De tarde en tarde tenemos la fortuna de conocer investigaciones reveladoras sobre la antigüedad y llegan hasta nosotros los sagaces ejercicios de interpretación que facilitan una más fidedigna comprensión del pasado. Nos ocurrió hace años con La Biblia desenterrada –de Filkenstein y Silberman (Siglo XXI, 2003) y ahora mismo con Nerón (Edward Champlin, Turner-Fondo de Cultura Económica, 2006).
Coincide la lectura del libro con la esperada abertura en Roma de los restos arqueológicos de la Domus Aurea, el descomunal palacio que Nerón mandó construir después del incendio de Roma.

El discípulo de Séneca ha pasado a la historia como un modelo de atrocidad, preludio enfermizo del fin de una época. Su figura ha cargado con el oprobio de la historiografía cristiana por razones obvias –alumbraba sus jardines con los cuerpos de los mártires ardiendo como teas- pero también ilustres historiadores y biógrafos romanos nos han transmitido su escandalizado juicio ante los excesos de Nerón.

Tácito, Suetonio y Dión Casio, ampliamente citados por Champlin, testimonian con relatos pormenorizados la permanente orgía en que vivía el excéntrico emperador romano y el espanto que semejante depravación produjo en los respetables miembros de la aristocracia imperial.

Pero a la luz de la investigación de Champlin, el Nerón que cometió incesto con su madre antes de asesinarla, pateó a su esposa hasta la muerte, arrancó a mordiscos los testículos de sus esclavos y dilapidó el tesoro imperial en fiestas y parodias que hacían enrojecer de vergüenza -y palidecer de miedo- a los senadores romanos, fue un personaje que no merecía ningún eximente clínico.

Nerón, efectivamente, nunca estuvo loco y Champlin nos lo presenta como un gobernante con una sofisticada estrategia de legitimación concebida para escenificar ante el pueblo romano la grandeza heredada de los griegos.
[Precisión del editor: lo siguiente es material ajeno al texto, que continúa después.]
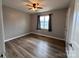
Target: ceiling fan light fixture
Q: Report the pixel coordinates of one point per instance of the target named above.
(34, 6)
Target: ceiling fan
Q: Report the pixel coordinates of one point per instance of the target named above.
(34, 5)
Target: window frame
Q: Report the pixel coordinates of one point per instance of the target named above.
(44, 23)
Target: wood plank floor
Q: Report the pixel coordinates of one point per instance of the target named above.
(35, 46)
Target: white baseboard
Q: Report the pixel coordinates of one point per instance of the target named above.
(15, 37)
(48, 36)
(33, 33)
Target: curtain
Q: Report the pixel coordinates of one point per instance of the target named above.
(38, 22)
(50, 23)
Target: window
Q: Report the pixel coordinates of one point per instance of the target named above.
(44, 22)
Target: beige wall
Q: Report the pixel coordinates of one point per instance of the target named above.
(58, 23)
(2, 48)
(16, 23)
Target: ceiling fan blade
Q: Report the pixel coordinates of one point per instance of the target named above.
(40, 7)
(29, 5)
(29, 8)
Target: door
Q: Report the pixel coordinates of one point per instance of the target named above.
(73, 38)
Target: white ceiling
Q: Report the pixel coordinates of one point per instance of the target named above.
(48, 5)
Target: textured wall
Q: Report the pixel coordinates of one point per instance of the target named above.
(58, 23)
(16, 23)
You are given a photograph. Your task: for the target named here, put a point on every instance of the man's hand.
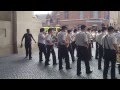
(21, 45)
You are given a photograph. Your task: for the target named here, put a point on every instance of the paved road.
(16, 67)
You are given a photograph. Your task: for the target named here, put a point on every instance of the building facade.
(75, 18)
(13, 25)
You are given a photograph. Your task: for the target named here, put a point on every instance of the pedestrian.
(41, 44)
(82, 46)
(100, 47)
(97, 45)
(73, 41)
(62, 48)
(89, 42)
(70, 49)
(50, 47)
(28, 42)
(110, 51)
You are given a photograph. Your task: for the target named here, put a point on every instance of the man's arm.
(33, 38)
(22, 40)
(86, 40)
(115, 44)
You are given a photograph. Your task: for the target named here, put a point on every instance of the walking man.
(70, 49)
(50, 48)
(100, 48)
(82, 46)
(62, 48)
(41, 44)
(28, 41)
(110, 51)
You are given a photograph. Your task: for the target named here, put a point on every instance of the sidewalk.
(16, 67)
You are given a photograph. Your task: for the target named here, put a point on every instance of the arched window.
(95, 14)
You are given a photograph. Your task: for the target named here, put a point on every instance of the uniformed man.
(110, 50)
(82, 49)
(62, 48)
(70, 49)
(100, 48)
(28, 38)
(73, 40)
(97, 45)
(89, 42)
(50, 47)
(41, 44)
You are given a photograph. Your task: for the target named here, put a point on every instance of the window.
(95, 14)
(66, 14)
(81, 14)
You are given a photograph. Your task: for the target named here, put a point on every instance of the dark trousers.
(109, 56)
(70, 49)
(89, 51)
(100, 54)
(50, 49)
(28, 50)
(97, 50)
(63, 53)
(92, 43)
(73, 47)
(82, 54)
(42, 50)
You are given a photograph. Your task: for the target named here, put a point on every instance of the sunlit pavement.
(16, 67)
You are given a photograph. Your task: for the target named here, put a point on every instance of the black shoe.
(54, 63)
(68, 68)
(73, 60)
(30, 58)
(26, 57)
(61, 68)
(79, 74)
(40, 60)
(99, 68)
(89, 72)
(47, 64)
(114, 78)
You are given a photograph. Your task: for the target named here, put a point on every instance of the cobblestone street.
(16, 67)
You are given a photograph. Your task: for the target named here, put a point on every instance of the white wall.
(25, 21)
(5, 42)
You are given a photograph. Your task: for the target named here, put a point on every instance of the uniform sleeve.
(102, 41)
(114, 40)
(85, 38)
(64, 36)
(48, 38)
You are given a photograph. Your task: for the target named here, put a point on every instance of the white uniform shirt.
(111, 39)
(81, 38)
(99, 38)
(61, 37)
(41, 38)
(48, 38)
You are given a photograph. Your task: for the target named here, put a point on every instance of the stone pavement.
(16, 67)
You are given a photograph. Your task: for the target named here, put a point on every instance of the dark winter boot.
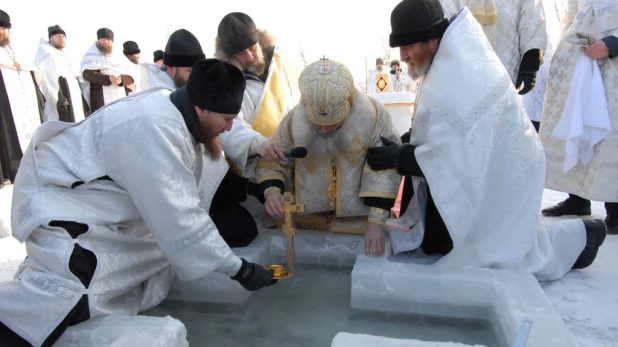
(595, 235)
(574, 205)
(611, 221)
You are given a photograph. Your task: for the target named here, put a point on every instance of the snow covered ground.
(586, 299)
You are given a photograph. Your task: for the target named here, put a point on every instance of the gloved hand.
(405, 138)
(382, 158)
(253, 189)
(254, 276)
(530, 64)
(528, 79)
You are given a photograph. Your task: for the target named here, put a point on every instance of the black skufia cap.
(5, 20)
(130, 47)
(415, 21)
(216, 86)
(237, 32)
(53, 30)
(182, 49)
(157, 55)
(105, 33)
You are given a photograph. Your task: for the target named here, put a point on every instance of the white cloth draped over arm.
(49, 86)
(157, 171)
(531, 26)
(240, 143)
(585, 119)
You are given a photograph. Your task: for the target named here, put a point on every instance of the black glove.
(253, 189)
(530, 64)
(405, 138)
(528, 79)
(382, 158)
(254, 276)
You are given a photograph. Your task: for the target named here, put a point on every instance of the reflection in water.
(308, 310)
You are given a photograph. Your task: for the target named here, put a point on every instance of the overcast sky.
(348, 31)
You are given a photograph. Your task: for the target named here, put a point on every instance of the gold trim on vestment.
(485, 16)
(367, 169)
(374, 194)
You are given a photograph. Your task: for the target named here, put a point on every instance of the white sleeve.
(531, 27)
(240, 143)
(153, 161)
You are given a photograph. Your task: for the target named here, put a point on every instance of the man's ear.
(434, 44)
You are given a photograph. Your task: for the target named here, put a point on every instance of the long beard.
(5, 40)
(179, 82)
(416, 71)
(258, 69)
(104, 50)
(58, 46)
(213, 147)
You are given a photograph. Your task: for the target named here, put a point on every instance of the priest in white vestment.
(272, 85)
(236, 225)
(104, 72)
(581, 157)
(21, 102)
(110, 208)
(131, 50)
(474, 148)
(59, 79)
(516, 31)
(533, 100)
(336, 122)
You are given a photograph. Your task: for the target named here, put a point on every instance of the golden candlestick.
(290, 206)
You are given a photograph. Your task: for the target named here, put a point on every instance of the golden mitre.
(326, 88)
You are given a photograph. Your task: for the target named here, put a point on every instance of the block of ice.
(503, 297)
(123, 331)
(12, 253)
(354, 340)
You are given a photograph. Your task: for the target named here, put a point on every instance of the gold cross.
(324, 59)
(289, 207)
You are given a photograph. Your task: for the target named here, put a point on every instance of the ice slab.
(504, 297)
(354, 340)
(308, 310)
(12, 253)
(123, 331)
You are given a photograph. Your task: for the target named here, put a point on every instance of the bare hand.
(597, 50)
(115, 80)
(374, 240)
(274, 204)
(271, 152)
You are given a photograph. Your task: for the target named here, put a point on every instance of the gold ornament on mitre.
(326, 87)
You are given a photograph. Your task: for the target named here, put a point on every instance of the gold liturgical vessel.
(289, 207)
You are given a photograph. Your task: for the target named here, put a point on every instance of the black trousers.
(235, 224)
(437, 240)
(82, 264)
(611, 208)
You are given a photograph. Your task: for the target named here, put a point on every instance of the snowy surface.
(355, 340)
(586, 299)
(125, 331)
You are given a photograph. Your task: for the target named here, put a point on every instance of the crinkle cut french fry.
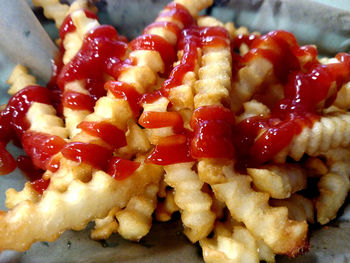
(28, 193)
(48, 123)
(133, 222)
(249, 79)
(272, 225)
(234, 244)
(253, 108)
(19, 79)
(195, 6)
(214, 82)
(315, 167)
(166, 207)
(299, 207)
(141, 76)
(136, 219)
(333, 190)
(194, 205)
(213, 171)
(82, 202)
(72, 44)
(74, 40)
(106, 226)
(329, 132)
(279, 181)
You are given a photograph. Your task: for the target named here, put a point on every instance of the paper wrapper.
(327, 25)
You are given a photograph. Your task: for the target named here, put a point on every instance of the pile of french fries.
(236, 216)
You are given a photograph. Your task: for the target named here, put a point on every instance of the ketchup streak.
(179, 148)
(101, 50)
(306, 86)
(109, 50)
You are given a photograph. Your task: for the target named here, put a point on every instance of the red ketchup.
(7, 162)
(41, 147)
(25, 164)
(68, 25)
(156, 43)
(13, 121)
(95, 155)
(179, 13)
(122, 90)
(121, 169)
(106, 131)
(176, 148)
(243, 39)
(101, 50)
(212, 132)
(260, 139)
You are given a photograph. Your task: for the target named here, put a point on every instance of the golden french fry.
(279, 181)
(299, 207)
(56, 212)
(272, 225)
(333, 190)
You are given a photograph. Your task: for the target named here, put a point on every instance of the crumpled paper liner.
(311, 22)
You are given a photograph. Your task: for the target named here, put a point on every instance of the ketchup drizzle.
(306, 89)
(176, 148)
(121, 169)
(101, 50)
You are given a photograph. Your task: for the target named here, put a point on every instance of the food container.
(320, 22)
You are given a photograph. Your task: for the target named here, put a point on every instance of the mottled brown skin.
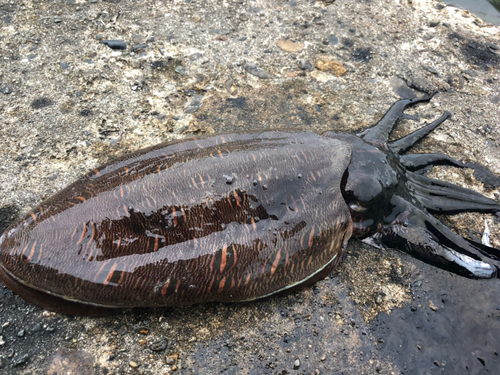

Nerón hizo de Roma el gigantesco escenario de un acontecimiento irrepetible: ante la mirada atónita de los ciudadanos romanos él mismo encarnaría a las poderosas figuras del repertorio mítico de la antigüedad, los arquetipos consagrados por la tradición literaria y religiosa.

Las vinculaciones subrayadas por Champlin entre las supuestas excentricidades de Nerón y las leyendas del acervo cultural greco romano son asombrosas y deslumbran por la precisión de propósito del que hasta ahora se consideraba un desquiciado arpista romano.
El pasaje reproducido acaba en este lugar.